O Parque do Cerrado, que deverá ser o maior de Goiânia com 706 mil metros quadrados, começou a sair do papel. O projeto criado pela Lei nº 9,360/2013 foi tema do Workshop Parque do Cerrado, um evento que contou com representantes da prefeitura, representantes de associações de bairro, dirigentes de organizações e entidades ligadas a urbanismo e meio ambiente.

O encontro realizado no Paço Municipal serviu para apresentar a proposta colaborativa à comunidade e determinar as próximas etapas do projeto. O arquiteto paisagista Guilherme Takeda, do Rio Grande do Sul, que possui trabalhos em 23 Estados do país, foi convidado para conduzir as oficinas colaborativas, metodologia já aplicada por ele em outras cidades.

Takeda explicou que a ideia foi inspirada em métodos similares criados no exterior, batizada como “Projeto Charrette”.  “Esta é uma construção coletiva de um projeto. O parque é para a comunidade, então, nada mais justo que ela participe de sua formatação. Iremos reunir as melhores ideias e transcrevê-las de forma técnica em um projeto de arquitetura e urbanismo”, afirmou.

Como pasta pública que administra os parques, a Agência Municipal de Meio Ambiente (Amma) irá coordenar o processo junto com Guilherme Takeda. Segundo o arquiteto da agência responsável que também integra a comissão organizadora do workshop, Giovanni Borges, a ideia é desenvolver um projeto geral com toda definição do parque, sendo que uma parte da área já será detalhada, orçada e executada.  “Por hora, sabemos que esta primeira parte terá uma área próxima a do Parque Vaca Brava”, informa.
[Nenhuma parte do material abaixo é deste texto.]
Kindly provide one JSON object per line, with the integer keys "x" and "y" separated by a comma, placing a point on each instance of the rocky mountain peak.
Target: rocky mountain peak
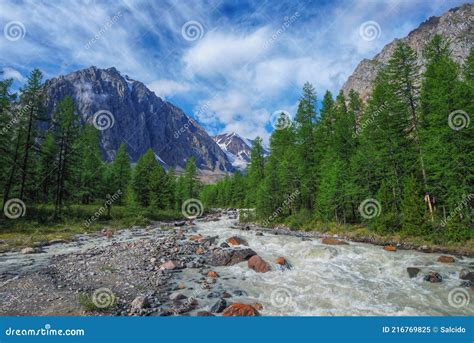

Para Borges, a iniciativa é algo inédito e positivo para a Prefeitura de Goiânia, assim como para a população. “Temos uma boa expectativa em relação à participação popular, já que opinar em equipamento de uso urbano é uma atitude cidadã.  A iniciativa contempla também o nosso ideal democrático”, diz Giovanni.

O processo incluirá ainda outros dois encontros de trabalhos práticos em março e um encontro final de apresentação do projeto colaborativo concluído.

“Ainda, faz parte do plano inserir a criação da logo do parque nesse processo de produção coletiva durante a oficina. A intenção é valorizar a participação popular, nossa cultura e ressaltar o bioma Cerrado”, sublinhou Takeda.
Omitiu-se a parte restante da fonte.